Gastro Gnome Gnews

SHANNON'S PATH TO 2% FOR CONSERVATION

December 15, 2021

My first jobs were scooping ice cream and corralling kids as a camp counselor. Looking back, it’s not so surprising I ended up creating meals for the outdoors. But building Gastro Gnome has been a nonlinear path that included cooking for some of the country’s best restaurants and took me across the globe, working as a kitchen stagier in exchange for culinary knowledge. Amazingly, that road has led me here- changing what’s possible for outdoor food and making a commitment to protecting the places we explore.

Growing up, I didn’t really get down with the outdoors. I’d shot marshmallows in the duck pond and went along on fishing trips with my dad and brother to build the fire and fry the catch. But mostly, I was a rebellious, punk-rock-loving, kitchen dweller. I went to school in Chicago, earning a Bachelors in Economics. Upon graduating, I took an unpaid job as a prep cook, using what savings I’d had to “live” in a 100 sq. foot attic, a room where you couldn’t actually stand up. I’d eventually earn my keep in that kitchen, be deemed worthy of pay, and go on to earn a proper culinary degree in New York City, but it was my training at some of the nation’s best restaurants that really allowed me to hone my craft as a Chef.

Learning how to make any and everything ruled my world. It pushed me to work late into the night slinging pans as a line cook, just to roll out of bed two hours later, offering an unskilled hand helping to make perfect pasta, beautiful bread, and butcher pigs, chickens, and goats. The desire to understand ingredients brought me to farms and the people who worked on them. While I was learning an incredible amount about food, every aspect of my life suffered under the weight of 7 day work weeks and 15-18 hour days.
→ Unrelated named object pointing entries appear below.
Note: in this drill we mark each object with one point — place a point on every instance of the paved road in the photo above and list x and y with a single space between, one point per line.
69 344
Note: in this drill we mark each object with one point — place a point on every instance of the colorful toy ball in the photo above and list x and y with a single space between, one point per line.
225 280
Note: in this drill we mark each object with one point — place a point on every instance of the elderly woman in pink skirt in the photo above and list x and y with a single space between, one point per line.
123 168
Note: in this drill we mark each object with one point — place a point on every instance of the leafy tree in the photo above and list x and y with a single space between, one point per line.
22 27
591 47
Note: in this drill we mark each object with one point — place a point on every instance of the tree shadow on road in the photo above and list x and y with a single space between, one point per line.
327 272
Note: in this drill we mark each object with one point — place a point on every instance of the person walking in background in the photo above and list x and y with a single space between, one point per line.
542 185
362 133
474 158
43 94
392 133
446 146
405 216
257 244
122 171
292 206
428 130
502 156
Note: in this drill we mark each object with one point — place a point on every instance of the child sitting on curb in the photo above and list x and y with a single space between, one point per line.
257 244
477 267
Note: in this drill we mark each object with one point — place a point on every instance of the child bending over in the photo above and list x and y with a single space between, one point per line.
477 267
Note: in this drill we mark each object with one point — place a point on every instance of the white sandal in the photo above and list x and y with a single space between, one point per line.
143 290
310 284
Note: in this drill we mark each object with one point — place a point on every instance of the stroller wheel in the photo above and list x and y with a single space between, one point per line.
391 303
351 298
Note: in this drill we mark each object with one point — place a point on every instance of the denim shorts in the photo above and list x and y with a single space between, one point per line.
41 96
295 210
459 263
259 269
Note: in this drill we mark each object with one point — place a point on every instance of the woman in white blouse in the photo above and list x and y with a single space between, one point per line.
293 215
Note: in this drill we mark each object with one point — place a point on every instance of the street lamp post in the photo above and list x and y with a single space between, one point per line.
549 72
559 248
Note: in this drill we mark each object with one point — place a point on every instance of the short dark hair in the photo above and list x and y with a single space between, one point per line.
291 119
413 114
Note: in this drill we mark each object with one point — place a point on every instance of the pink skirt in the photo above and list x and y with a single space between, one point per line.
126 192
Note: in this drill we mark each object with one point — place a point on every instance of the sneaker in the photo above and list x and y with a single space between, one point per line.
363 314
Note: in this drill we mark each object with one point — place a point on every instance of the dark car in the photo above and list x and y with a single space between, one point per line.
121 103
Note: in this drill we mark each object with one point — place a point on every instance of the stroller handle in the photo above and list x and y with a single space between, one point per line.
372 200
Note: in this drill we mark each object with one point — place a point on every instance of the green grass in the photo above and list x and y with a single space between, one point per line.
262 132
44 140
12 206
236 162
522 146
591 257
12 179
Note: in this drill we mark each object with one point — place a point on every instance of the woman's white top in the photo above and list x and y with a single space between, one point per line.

When stress began to buckle my mind and body, I crafted a new path with my skill sets, developing a business that opened restaurants for other dreamers. This brought me to Montana for a brewery opening and teaching position with MSU and The Gallatin College. I pressed pause on the rollercoaster of restaurant openings and dedicated time to undoing the threads of stress that had weaved into every corner of my being. I blew up a packraft that carried me into my first multi-day wilderness trip where freeze-dried food was a necessity. On all previous adventures, I’d insisted upon carrying a cast iron, marinated meats, and mise en place for cocktails. This trip couldn’t support that type of shenanigans, so a friend packed freeze-dried meals. When I took the first dissatisfying bite, I could feel the road shifting ahead. I sure as hell wasn’t about to start eating tasteless ingredients that I couldn’t pronounce in one of the most beautiful and natural places one could get to. Flavor and food are how I tell a story. It’s how I show someone that I deeply care about them. To experience food that communicated a stark lack of care for ingredients, flavor, and the people who will consume it absolutely stunned me and permanently altered my life’s path.

On the eve of Gastro Gnome’s 1 Year Anniversary, roughly four and a half years after that first freeze-dried experience, a stupid amount of persistence and rebellious nature combined with a deep passion for flavor has proven that it’s possible to change the status quo for backcountry meals.

And in this timely moment where nearly all mediums of outdoor exploration are seeing a boom in participation, I have to ask ‘how many of us are simultaneously opting to be stewards of that space?’

Our food is destined for the outdoors. It just makes sense to take steps to ensure that the very places that inspired Gastro Gnome to exist and the ones you love to explore are fiercely protected. What makes the outdoors and wildlife so special to me is that I knew a life of living in basements, attics, sprawling concrete jungles, and 18 hour days in kitchens before I cherished quiet experiences in the wilderness. Whether you found the sanctuary of wild places this year, or your grandparents introduced you to hunting decades ago, as land users, it’s our responsibility to own a part of the conservation efforts. I’m very proud to join a fantastic community of businesses and individuals who donate 2% of our time and sales towards protecting the spaces that provide so many of us that life-altering “spark.”